We came back to Florida, fought jetlag and then, possibly somewhat full of impulsivity, or maybe an illness, we had an offer accepted on a house last week.  The house is a mile from our campsite in Florida, both are north of Tampa in a rather interesting community not unlike the RV park we are in.  NO, we are not selling the RV, nor the lot.  Everyone asks.  We are still going to Big Bend this spring and parking it north of Minneapolis for the summer.  We will also need to build a shed at Enemy Swim Lake this summer, and maybe eventually work on selling our Milbank house.  Tyko graduates from medical school this spring in Chicago as well. There are many things to do next year hopefully providing much to write about next year.    

We are driving north this week.  I’m chasing a bird in Iowa if it is still around (it wasn't).  I have books to pick up in Indiana, and we are going to South Dakota before the great family Christmas shuffle.  Enjoying the holidays is always a process in logistics, weather forecasting, and sleeping in strange beds and cold rooms.  We left the cats behind with Lauren this fall, and we need to get them back to the RV.  It may make a story for a country song…a Volvo full of beef, cats, Christmas presents, and stuff we forgot to take with the RV—title: “Lost in Louisville” or maybe “Crazy in Chattanooga.”  “Vomiting in Vidalia” is the most likely song title as the trip will be full of vomit and gnashing of teeth, hopefully mostly Tiger the cat’s.

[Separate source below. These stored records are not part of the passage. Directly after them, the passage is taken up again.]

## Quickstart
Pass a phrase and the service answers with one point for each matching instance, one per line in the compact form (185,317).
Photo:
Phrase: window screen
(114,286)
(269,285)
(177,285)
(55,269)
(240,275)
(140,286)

I might add, Allwin dedicated his PhD thesis to his great grandmother Lucille Danielson, and this will be the fourth Christmas we are having without her.  We have her meatballs but not her, and it just does not feel right.....a toast to her from me as well with a tear in my eye.  

So, there it is, another Christmas letter.  Merry Christmas from the Clan of Daniel, Olaf, Silja (Sarah), Allwin, Tyko (Seth), and Lauren.